Atlanta: Nowhere To Hide

Ashley Smith, the former hostage who helped capture Atlanta courthouse gunman Brian Nichols, has been thanked again – this time with more than $70,000 in reward money. And there are other, more lucrative deals, in the works.

Good for her. She saved lives. People are rewarded handsomely all the time in this society for contributing nothing more than bad role-modeling.

As to the city of Atlanta, it got off cheap.

It contributed all of $5,000 of the $70,000 awarded Smith. For relative chump change, it had what remained of its reputational bacon saved by someone who actually showed some presence of mind.

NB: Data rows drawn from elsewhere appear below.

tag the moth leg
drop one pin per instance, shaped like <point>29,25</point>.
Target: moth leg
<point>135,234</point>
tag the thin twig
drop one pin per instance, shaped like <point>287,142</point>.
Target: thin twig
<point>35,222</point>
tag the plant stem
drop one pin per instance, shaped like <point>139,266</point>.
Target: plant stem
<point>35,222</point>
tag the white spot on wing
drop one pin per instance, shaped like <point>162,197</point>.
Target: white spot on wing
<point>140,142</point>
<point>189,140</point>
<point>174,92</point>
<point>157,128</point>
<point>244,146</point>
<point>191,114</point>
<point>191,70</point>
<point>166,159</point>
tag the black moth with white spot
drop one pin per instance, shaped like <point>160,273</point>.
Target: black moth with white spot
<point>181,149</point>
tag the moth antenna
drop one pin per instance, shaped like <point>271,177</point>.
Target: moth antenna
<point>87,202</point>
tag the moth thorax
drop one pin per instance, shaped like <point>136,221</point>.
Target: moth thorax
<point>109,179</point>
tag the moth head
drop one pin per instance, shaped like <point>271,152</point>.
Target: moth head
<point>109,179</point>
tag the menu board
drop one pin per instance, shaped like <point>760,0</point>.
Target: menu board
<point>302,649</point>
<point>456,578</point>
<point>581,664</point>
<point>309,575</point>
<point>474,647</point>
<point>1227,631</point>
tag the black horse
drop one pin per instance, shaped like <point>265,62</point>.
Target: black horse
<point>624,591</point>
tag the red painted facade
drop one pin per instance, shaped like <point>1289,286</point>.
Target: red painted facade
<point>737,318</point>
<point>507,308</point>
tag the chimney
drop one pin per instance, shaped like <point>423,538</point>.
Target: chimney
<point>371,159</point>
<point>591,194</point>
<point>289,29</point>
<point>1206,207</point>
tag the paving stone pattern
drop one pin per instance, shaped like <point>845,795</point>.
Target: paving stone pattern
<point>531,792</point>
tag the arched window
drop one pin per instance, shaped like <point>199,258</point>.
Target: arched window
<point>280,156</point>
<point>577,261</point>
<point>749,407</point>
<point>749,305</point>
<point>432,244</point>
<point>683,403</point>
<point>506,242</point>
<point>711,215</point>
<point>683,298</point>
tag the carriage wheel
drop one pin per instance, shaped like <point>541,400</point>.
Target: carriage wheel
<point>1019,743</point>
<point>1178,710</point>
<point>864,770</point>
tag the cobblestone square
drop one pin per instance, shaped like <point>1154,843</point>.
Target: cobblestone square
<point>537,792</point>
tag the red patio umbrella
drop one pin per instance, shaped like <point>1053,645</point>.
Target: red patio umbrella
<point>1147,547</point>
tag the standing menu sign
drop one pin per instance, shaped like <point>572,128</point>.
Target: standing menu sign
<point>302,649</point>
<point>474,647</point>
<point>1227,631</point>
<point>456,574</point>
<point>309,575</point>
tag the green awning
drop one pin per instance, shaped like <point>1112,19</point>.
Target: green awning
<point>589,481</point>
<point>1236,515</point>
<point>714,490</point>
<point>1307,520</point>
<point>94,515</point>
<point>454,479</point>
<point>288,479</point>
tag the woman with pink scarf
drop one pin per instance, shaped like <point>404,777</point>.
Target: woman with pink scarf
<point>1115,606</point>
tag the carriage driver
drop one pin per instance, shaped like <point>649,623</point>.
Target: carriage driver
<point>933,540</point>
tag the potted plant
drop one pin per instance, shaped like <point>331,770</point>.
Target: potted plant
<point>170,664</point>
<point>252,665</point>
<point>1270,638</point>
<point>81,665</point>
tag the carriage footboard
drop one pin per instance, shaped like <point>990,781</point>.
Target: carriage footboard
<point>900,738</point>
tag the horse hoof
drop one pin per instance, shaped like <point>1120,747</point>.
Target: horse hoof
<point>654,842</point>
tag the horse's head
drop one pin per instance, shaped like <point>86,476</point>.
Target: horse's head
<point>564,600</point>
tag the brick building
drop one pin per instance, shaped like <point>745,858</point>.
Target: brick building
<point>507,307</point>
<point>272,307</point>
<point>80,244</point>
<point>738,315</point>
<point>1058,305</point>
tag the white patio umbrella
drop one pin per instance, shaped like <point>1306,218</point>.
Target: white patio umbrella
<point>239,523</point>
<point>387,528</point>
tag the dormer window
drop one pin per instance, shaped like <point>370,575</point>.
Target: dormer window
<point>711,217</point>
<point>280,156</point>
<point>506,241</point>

Now to anyone familiar with the race-based, image-conscious inner workings of Atlanta, the whole Keystone Kops scenario – from pseudo security to manhunt mayhem – was no shock. What was truly different, however, was that the unnecessary, unconscionable and tragic deaths of a judge, a court reporter, a sheriff’s deputy and a federal agent couldn’t be covered up in the finest tradition of skewed Atlanta crime statistics.

The world watched this one. We all knew who did it – and it wasn’t Richard Jewell or Ray Lewis.

Atlanta, long a siren song to the black middle class, has too long skated on its well-marketed, Andy Young-proclaimed renown as “The city that’s too busy to hate.”

Well, if Atlanta were ever actually too busy to hate, it would have been because it was preoccupied cooking the books on crime. But here were four murders – three downtown and one in Buckhead – that couldn’t be concealed from convention planners, Super Bowl task forces and Southeastern Conference basketball tournament officials.

And had it not been for Ashley Smith, a widowed waitress from a nearby suburb, Nichols might still be on the lam.

But at least Wayne Williams remains behind bars. Last we heard.